In fact, it is a delicacy found mainly in the Sanriku region of Japan (comprising of Aomori, Iwate and Miyagi Prefectures) facing the Pacific Ocean, and it is currently in season. But - should I say - don't worry, it isn't commonly seen in areas outside of the Sanriku region. And after the Tohoku earthquake in 2011, production dropped drastically and has only reached levels where there is enough to export as of this season.


Also called the sea pineapple for its appearance, the taste is anything but fruity and said to be sweet, salty, sour and sharp at the same time - or simply said, tasting of the sea itself.

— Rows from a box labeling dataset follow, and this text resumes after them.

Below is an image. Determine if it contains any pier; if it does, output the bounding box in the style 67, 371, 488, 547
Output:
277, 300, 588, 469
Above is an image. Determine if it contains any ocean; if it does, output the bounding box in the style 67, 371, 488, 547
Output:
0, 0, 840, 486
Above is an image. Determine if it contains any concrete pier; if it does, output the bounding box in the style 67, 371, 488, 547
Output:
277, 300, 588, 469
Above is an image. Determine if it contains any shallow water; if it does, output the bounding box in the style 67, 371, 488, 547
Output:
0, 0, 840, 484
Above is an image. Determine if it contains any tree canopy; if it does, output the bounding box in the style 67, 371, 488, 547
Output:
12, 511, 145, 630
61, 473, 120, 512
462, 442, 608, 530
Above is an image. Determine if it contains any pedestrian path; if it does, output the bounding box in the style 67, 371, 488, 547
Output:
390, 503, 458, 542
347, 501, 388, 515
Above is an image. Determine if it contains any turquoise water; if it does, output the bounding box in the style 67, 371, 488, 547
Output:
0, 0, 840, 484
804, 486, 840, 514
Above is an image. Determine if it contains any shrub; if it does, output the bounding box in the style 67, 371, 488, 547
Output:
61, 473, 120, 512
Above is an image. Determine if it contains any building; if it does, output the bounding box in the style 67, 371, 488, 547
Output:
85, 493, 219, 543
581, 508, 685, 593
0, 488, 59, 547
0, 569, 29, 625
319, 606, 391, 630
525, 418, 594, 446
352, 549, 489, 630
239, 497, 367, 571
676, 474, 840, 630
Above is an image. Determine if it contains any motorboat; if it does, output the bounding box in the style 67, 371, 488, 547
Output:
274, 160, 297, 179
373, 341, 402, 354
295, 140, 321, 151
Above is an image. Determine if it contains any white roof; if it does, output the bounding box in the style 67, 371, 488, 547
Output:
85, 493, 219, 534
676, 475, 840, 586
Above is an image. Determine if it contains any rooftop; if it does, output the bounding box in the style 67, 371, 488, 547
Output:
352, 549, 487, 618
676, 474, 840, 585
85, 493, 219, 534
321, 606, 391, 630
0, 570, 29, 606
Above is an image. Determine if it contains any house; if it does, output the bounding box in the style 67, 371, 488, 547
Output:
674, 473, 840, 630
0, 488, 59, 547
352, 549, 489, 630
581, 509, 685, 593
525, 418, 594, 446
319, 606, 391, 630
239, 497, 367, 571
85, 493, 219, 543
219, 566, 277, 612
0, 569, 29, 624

Another seasonal delicacy, perhaps more easy to stomach for most, is the ishigaki clam or 石陰貝 (literally, stone shadow cockles) from Miyagi Prefecture. Extremely hard to find in the seabed (and at sushi restaurants outside of Miyagi) production has also just started to recover from the Tohoku earthquake and tsunami.

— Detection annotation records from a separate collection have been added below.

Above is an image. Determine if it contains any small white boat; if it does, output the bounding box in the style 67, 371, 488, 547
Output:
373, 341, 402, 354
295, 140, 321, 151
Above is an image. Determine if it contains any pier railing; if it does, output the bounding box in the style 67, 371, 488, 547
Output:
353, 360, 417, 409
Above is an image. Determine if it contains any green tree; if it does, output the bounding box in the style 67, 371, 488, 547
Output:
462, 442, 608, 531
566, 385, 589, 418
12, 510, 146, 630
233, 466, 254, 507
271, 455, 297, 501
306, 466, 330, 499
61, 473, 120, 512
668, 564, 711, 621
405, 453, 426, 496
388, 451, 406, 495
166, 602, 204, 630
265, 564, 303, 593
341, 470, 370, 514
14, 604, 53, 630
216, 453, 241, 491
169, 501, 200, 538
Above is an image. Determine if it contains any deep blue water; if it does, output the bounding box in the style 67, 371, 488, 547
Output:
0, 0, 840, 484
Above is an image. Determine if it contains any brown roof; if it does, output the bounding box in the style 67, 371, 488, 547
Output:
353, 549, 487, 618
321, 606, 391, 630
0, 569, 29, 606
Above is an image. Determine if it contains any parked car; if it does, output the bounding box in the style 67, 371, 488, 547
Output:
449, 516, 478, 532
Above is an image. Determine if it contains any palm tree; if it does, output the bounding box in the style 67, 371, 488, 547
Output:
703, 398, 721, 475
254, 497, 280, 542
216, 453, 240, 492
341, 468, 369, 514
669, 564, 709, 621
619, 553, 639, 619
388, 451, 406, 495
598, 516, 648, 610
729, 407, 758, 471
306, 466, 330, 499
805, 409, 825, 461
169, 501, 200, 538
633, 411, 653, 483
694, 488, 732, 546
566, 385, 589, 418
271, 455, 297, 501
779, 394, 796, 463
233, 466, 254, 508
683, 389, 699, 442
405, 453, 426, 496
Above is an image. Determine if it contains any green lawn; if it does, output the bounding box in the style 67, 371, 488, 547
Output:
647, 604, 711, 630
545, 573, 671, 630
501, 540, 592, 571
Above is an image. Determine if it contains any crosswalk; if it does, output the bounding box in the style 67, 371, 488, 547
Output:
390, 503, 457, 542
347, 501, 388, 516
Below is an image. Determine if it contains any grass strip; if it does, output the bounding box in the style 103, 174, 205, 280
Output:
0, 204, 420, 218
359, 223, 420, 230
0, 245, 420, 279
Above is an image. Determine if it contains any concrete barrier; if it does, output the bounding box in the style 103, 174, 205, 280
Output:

Unlike the strong tasting hoya, this cockle has a delicate sweet taste and a soft, plump texture. This is must-try for any shellfish lover and reason enough to head to Miyagi for (or befriend a fisherman there).





Treasures from the sea like these brought by time and tide are the simple, yet rare, pleasures of life that not many outside of the region are privy to - but just perhaps, the locals prefer to keep it that way.


About Sh旬n:
Shun (旬) translates directly into "season", but strictly speaking in Japan refers to the ten days in which a food (be it a fruit, vegetable, fish or dish) is deemed to be at its tastiest and best period in which it is to be eaten. 季節(kisetsu), which also translates into "season", refers to six periods within each season (spring, summer, autumn, winter), according to the solar calendar in which a change in the season is deemed to occur - an indication of the Japanese sensitivity to changes in the weather and climate, and its impact on crops and catches of the day. 「A Taste of Sh旬n」aims to bring you the freshest and best harvests, catches and dishes of the day.